It's a convention in non-realistic storytelling (fantasy, science fiction, and literary versions thereof) to end the tale with the question: Did this really happen? We've seen this, for instance, in "The Overcoat," and I've previously touched on it in "The Door in the Wall." If I were going to wander down the po-mo garden path, I might blather on about the "narrative frame" and the "frame" that is the door itself--which means this story is about fiction itself, as all stories are. But where does that really get us? Down the rabbit hole, to either death or paradise.
Anyhow:
The trick of these endings is to create a knife's edge balance between "yes" and "no" that can never be resolved, but instead spins out more questions. What is reality? What is fiction? What role does fiction play in creating reality? And if fiction plays too great a role, does that equal madness, or a different form of sanity? Wells states the matter starkly:
They found his body very early yesterday morning in a deep excavation near East Kensington Station. It is one of two shafts that have been made in connection with an extension of the railway southward. It is protected from the intrusion of the public by a hoarding upon the high road, in which a small doorway has been cut for the convenience of some of the workmen who live in that direction. The doorway was left unfastened through a misunderstanding between two gangers, and through it he made his way . . . . .Yes, it's a trick ending, but I think it's a lovely one. The narrator cannot get the storyteller, Wallace, out of his head. He knows he will never understand what happened, but he chooses, perhaps for his own consolation, to think that Wallace did reach his paradise.

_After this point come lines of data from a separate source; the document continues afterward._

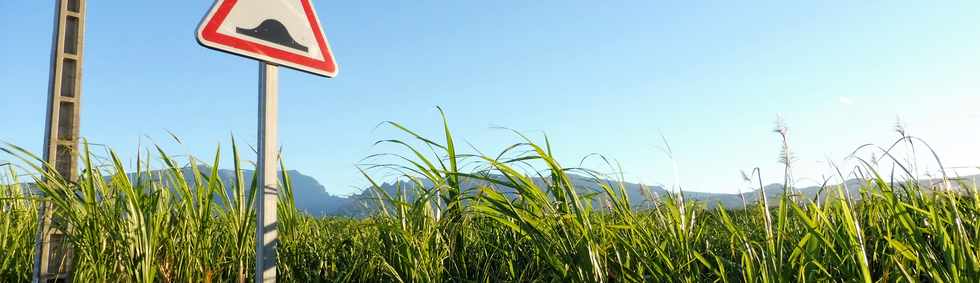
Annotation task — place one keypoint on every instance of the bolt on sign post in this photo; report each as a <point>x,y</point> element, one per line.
<point>53,257</point>
<point>277,33</point>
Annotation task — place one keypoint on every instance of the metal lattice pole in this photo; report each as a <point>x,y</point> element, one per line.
<point>53,256</point>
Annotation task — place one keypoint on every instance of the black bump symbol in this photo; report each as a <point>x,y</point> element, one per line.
<point>273,31</point>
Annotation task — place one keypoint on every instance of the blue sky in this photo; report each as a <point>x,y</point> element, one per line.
<point>597,77</point>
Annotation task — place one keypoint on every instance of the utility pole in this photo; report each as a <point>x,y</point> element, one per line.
<point>53,256</point>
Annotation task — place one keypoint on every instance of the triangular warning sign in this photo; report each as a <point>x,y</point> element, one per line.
<point>281,32</point>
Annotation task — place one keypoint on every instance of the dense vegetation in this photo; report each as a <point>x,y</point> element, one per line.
<point>176,228</point>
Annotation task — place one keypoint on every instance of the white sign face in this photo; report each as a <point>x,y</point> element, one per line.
<point>281,32</point>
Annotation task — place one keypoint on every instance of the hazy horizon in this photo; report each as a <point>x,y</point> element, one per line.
<point>608,78</point>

My mind is darkened with questions and riddles.
It would seem he walked all the way from the House that night--he has frequently walked home during the past Session--and so it is I figure his dark form coming along the late and empty streets, wrapped up, intent. And then did the pale electric lights near the station cheat the rough planking into a semblance of white? Did that fatal unfastened door awaken some memory?
Was there, after all, ever any green door in the wall at all?

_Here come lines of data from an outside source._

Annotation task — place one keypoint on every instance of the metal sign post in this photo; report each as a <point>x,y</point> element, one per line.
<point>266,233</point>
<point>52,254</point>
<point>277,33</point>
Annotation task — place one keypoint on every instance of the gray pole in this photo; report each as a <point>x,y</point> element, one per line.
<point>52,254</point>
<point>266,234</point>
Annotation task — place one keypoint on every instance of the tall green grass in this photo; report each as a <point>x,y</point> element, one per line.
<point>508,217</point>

I do not know. I have told his story as he told it to me. There are times when I believe that Wallace was no more than the victim of the coincidence between a rare but not unprecedented type of hallucination and a careless trap, but that indeed is not my profoundest belief. You may think me superstitious if you will, and foolish; but, indeed, I am more than half convinced that he had in truth, an abnormal gift, and a sense, something--I know not what--that in the guise of wall and door offered him an outlet, a secret and peculiar passage of escape into another and altogether more beautiful world. At any rate, you will say, it betrayed him in the end. But did it betray him? There you touch the inmost mystery of these dreamers, these men of vision and the imagination. We see our world fair and common, the hoarding and the pit. By our daylight standard he walked out of security into darkness, danger and death. But did he see like that?
"Did he see it like that?" is a pressing question for our own time. Even mild depression, shyness, fatigue, and restlessness are now called "syndromes" and instantly medicated, perhaps erasing the reality checks we all need. I'm reminded of Margaret Talbot's recent New Yorker article on neuroenhancing drugs. Students and workers are now using Ritalin, Adderall, and other drugs as cognitive performance enhancers rather than just treatments for illnesses. But, as one psychiatrist puts it: "Maybe it’s wrong-footed trying to fit people into the world, rather than trying to make the world a better place for people." In other words, maybe the problem is not the peg, but the hole we're trying to hammer it into. There's also the fascinating article on Wired.com on schizophrenic brains, which aren't fooled by the optical illusions that the rest of us can't help seeing. Now, I have no desire to be schizophrenic; but it's deeply unsettling to think that "crazy" people see the world as it really is. What's really out there might be impossible to handle. These thoughts also bear on religious faith, of course. What did Wallace see, when to the outside world it appeared he fell to his death?
This is all starting to sound a bit like 3 a.m. in the dorm, bong optional. Well, what of it? Has anyone successfully dealt with these questions? If not, they remain the territory and the imperative of fiction.
So: if you're looking for a story idea, try writing about a character who sees something others don't see. I would suggest having him or her see something very specific and concrete, like the door in the wall. (Not: "I see dead people.") That person should seem otherwise quite rational, but he or she could end up unsettling the world.